网络埋伏纪事

已被 网络埋伏纪事 抢先认领啦

The state of JavaScript modules – webpack – Medium

原文链接: medium.com

ESM, CJS, UMD, AMD — which one should I pick?

Recently, there was a lot of fuss on Twitter regarding the current state of ES modules, especially in Node.js, which decided to introduce *.mjs as file extension. The fear and uncertainty is understandable since the topic is complex and following the discussions takes a high degree of effort and dedication.

An ancient fear

Most frontend developers still remember the dark days of JavaScript dependency management. Back then, you would copy and paste a library into a vendor folder, rely on global variables, try to concat everything in the right order and still would had to deal with namespace issues.

Over the past years, we’ve learned to appreciate the value of a common module format and a centralized module registry.

Today, it is easier than ever to both publish and consume a JavaScript library. It‘s literally just an npm publish and npm install away. That’s why people get nervous when they hear about compatibility issues between different module systems: They are afraid to lose this comfort.

In the following post, I will explain and summarize the current state of implementations and why I think that the transition to ES modules (ESM) will not harm the Node.js ecosystem. In the end, I will outline what these changes will mean for webpack users and module authors.

Current implementations

There are currently three implementations of ESM in the wild:

In order to understand the current discussion, it is important to know that ES2015 introduced two different modes:

  • script for regular scripts with a global namespace

  • module for modular code with explicit imports and exports

If you try to use the import or export statement inside a script, it will raise a SyntaxError. These statements just make no sense in a global context. On the other hand, the module mode implies strict mode, which forbids certain language features, such as the with statement. Hence, it is necessary to define the mode before the script is parsed and executed.

ESM in browsers

As of May 2017, all major browsers have shipped a working implementation of ESM. Most of them are still behind a flag, though. I won’t go much into detail because Jake Archibald has already written a great article about it.

Besides minor difficulties, the implementation was pretty straightforward since there was previously no module system in the browser.

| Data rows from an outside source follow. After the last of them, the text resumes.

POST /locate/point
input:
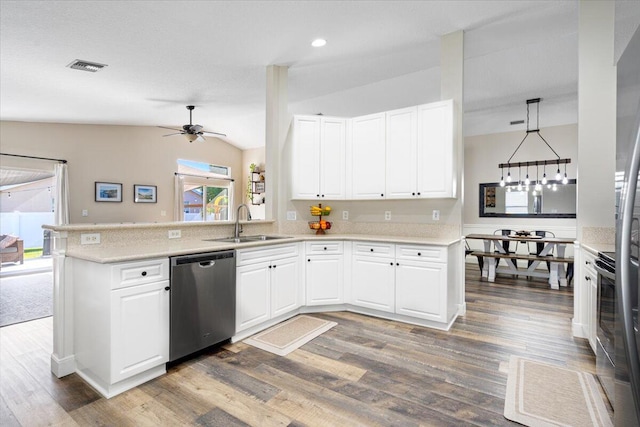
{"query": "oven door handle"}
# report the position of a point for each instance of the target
(605, 273)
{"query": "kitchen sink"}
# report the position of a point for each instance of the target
(244, 239)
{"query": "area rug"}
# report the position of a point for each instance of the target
(539, 394)
(25, 297)
(285, 337)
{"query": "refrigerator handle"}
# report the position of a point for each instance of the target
(624, 288)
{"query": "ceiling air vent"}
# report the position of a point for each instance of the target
(92, 67)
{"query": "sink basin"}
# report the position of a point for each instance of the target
(244, 239)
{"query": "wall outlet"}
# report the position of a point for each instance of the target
(89, 238)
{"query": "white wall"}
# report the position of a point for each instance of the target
(122, 154)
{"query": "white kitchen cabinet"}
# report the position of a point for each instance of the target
(589, 283)
(368, 148)
(421, 290)
(318, 158)
(121, 322)
(401, 154)
(139, 329)
(268, 284)
(324, 273)
(373, 283)
(437, 170)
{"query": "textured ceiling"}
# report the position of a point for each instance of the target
(164, 55)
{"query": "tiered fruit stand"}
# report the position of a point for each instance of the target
(320, 225)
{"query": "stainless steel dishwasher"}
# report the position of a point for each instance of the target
(203, 301)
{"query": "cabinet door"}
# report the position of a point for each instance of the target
(435, 150)
(368, 157)
(324, 279)
(139, 329)
(285, 286)
(421, 290)
(253, 297)
(333, 135)
(305, 158)
(401, 165)
(373, 283)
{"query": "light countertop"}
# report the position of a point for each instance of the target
(165, 248)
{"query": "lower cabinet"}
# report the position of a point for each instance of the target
(121, 322)
(373, 283)
(324, 273)
(421, 290)
(268, 284)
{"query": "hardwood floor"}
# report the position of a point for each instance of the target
(365, 371)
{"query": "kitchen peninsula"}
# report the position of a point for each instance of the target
(416, 280)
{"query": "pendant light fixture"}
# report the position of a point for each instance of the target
(557, 161)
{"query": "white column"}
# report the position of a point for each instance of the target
(277, 124)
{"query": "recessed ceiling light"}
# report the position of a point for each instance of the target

In order to specify the module mode, you need to add the type="module" attribute to the script tag like this:

<script type="module" src="main.js"></script>

Inside a module, you can currently only use valid URLs as module specifiers. A module specifier is the string that you use to require or import other modules. In order to ensure future compatibility with CJS module specifiers, “bare” import specifiers, such as import "lodash", are not supported yet. A module specifier must either be an absolute URL or start with /, ./ or ../:

// Supported:
import {foo} from 'https://jakearchibald.com/utils/bar.js';
import {foo} from '/utils/bar.js';
import {foo} from './bar.js';
import {foo} from '../bar.js';

// Not supported:
import {foo} from 'bar.js';
import {foo} from 'utils/bar.js';

// Example from [https://jakearchibald.com/2017/es-modules-in-browsers/](https://jakearchibald.com/2017/es-modules-in-browsers/)

It is also important to note that once you are inside a module, every import will also be parsed as module. There is no way to import a script.

ESM with webpack

Build tools like webpack usually try to parse the code with the module mode. If anything goes wrong, they fall back to script. The result of these tools is a script and usually a module runtime which simulates both the behavior of CJS and ESM to a certain degree.

Let’s take these two simple ESMs for example:

export let number = 42; 
 export function incr() { 
 number++; 
 } 
import { number } from "./a"; 
 console.log(number); 

webpack uses function wrappers to encapsulate the module scope and object references to simulate ESM live bindings. Once per compilation it also includes a module runtime which is responsible for bootstrapping and caching the modules. Additionally, it translates module specifiers into numeric module ids. This reduces both the bundle size and the time to bootstrap.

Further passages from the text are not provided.